Running Haskell HXT outside of IO?


All the examples I've seen so far using the Haskell XML toolkit, HXT, uses runX to execute the parser. runX runs inside the IO monad. Is there a way of using this XML parser outside of IO? Seems to be a pure operation to me, don't understand why I'm forced to be inside IO.


Solution

  • You can use HXT's xread along with runLA to parse an XML string outside of IO.

    xread has the following type:

    xread :: ArrowXml a => a String XmlTree
    

    This means you can compose it with any arrow of type (ArrowXml a) => a XmlTree Whatever to get an a String Whatever.
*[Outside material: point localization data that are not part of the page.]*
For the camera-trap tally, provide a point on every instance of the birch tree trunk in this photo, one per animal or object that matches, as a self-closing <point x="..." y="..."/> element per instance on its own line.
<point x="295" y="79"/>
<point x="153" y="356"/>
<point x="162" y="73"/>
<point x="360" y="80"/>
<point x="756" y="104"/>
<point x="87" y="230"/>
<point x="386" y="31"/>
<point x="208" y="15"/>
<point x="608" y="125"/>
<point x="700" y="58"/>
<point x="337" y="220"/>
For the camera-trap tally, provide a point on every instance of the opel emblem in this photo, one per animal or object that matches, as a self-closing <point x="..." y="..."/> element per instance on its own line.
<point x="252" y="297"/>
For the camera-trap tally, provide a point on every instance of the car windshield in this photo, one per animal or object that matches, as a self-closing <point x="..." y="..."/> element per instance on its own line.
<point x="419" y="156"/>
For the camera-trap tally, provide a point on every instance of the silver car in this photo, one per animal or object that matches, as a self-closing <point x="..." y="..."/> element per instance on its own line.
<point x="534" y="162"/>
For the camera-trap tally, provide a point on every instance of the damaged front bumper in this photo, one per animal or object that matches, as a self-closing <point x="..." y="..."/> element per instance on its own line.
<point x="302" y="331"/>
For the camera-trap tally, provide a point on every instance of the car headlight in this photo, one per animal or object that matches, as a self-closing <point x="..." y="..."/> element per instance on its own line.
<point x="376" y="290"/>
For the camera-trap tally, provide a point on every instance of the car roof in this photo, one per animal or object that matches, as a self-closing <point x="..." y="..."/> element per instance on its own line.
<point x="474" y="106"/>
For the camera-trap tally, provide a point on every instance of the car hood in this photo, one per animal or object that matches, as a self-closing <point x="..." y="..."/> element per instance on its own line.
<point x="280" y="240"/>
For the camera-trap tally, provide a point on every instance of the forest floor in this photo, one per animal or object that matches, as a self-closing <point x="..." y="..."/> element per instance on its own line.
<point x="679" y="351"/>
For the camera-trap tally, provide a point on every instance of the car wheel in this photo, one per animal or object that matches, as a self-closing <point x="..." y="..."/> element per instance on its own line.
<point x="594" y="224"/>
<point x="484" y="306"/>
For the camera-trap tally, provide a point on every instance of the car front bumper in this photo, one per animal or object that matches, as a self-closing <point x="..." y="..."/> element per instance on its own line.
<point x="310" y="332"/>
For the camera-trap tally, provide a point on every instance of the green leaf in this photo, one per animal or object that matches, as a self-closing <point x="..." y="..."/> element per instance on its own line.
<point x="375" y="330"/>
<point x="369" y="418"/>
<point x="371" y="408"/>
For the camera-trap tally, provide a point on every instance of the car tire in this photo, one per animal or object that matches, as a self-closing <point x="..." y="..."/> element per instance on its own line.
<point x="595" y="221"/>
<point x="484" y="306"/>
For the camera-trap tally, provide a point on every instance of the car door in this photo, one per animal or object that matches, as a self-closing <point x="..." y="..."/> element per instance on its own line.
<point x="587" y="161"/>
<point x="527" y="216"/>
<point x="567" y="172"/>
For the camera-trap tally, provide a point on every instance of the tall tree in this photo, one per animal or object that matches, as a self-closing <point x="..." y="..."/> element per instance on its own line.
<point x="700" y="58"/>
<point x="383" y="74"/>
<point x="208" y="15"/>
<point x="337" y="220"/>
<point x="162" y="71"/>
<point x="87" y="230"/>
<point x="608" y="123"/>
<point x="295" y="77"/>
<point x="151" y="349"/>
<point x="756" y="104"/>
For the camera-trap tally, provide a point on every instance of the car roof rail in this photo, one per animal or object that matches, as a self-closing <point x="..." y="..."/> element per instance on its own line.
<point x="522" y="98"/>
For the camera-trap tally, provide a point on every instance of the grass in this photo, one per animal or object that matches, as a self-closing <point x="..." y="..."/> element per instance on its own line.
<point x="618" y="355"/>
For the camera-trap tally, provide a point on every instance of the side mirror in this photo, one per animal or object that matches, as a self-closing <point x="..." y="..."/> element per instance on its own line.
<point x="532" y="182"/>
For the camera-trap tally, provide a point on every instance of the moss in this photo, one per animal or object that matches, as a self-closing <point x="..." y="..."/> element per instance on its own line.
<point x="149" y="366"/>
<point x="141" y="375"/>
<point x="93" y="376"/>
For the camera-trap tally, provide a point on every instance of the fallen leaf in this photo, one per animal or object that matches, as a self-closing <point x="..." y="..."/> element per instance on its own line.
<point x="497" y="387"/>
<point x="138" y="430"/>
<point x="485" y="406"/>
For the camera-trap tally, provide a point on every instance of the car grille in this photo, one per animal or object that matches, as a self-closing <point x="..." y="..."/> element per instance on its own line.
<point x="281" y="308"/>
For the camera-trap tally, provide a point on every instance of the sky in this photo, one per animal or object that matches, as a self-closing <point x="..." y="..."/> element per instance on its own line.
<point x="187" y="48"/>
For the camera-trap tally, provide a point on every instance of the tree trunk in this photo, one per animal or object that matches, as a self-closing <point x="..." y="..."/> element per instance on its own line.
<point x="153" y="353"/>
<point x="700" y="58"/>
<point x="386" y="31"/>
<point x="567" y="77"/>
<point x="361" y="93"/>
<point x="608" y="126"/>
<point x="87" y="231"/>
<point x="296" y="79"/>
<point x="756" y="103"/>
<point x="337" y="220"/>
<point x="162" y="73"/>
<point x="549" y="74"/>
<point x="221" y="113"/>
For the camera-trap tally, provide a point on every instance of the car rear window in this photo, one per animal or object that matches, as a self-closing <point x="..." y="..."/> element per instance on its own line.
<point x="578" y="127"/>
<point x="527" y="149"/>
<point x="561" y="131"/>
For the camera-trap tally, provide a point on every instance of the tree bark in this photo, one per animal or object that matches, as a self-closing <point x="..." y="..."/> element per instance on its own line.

    runLA is like runX, but for things of type LA:

    runLA :: LA a b -> a -> [b]
    

    LA is an instance of ArrowXml.

    To put this all together, the following version of my answer to your previous question uses HXT to parse a string containing well-formed XML without any IO involved:

    {-# LANGUAGE Arrows #-}
    module Main where
    
    import qualified Data.Map as M
    import Text.XML.HXT.Arrow
    
    classes :: (ArrowXml a) => a XmlTree (M.Map String String)
    classes = listA (divs >>> pairs) >>> arr M.fromList
      where
        divs = getChildren >>> hasName "div"
        pairs = proc div -> do
          cls <- getAttrValue "class" -< div
          val <- deep getText         -< div
          returnA -< (cls, val)
    
    getValues :: (ArrowXml a) => [String] -> a XmlTree (String, Maybe String)
    getValues cs = classes >>> arr (zip cs . lookupValues cs) >>> unlistA
      where lookupValues cs m = map (flip M.lookup m) cs
    
    xml = "<div><div class='c1'>a</div><div class='c2'>b</div>\
          \<div class='c3'>123</div><div class='c4'>234</div></div>"
    
    values :: [(String, Maybe String)]
    values = runLA (xread >>> getValues ["c1", "c2", "c3", "c4"]) xml
    
    main = print values
    

    classes and getValues are similar to the previous version, with a few minor changes to suit the expected input and output. The main difference is that here we use xread and runLA instead of readString and runX.

    It would be nice to be able to read something like a lazy ByteString in a similar manner, but as far as I know this isn't currently possible with HXT.


    A couple of other things: you can parse strings in this way without IO, but it's probably better to use runX whenever you can: it gives you more control over the configuration of the parser, error messages, etc.

    Also: I tried to make the code in the example straightforward and easy to extend, but the combinators in Control.Arrow and Control.Arrow.ArrowList make it possible to work with arrows much more concisely if you like. The following is an equivalent definition of classes, for example:

    classes = (getChildren >>> hasName "div" >>> pairs) >. M.fromList
      where pairs = getAttrValue "class" &&& deep getText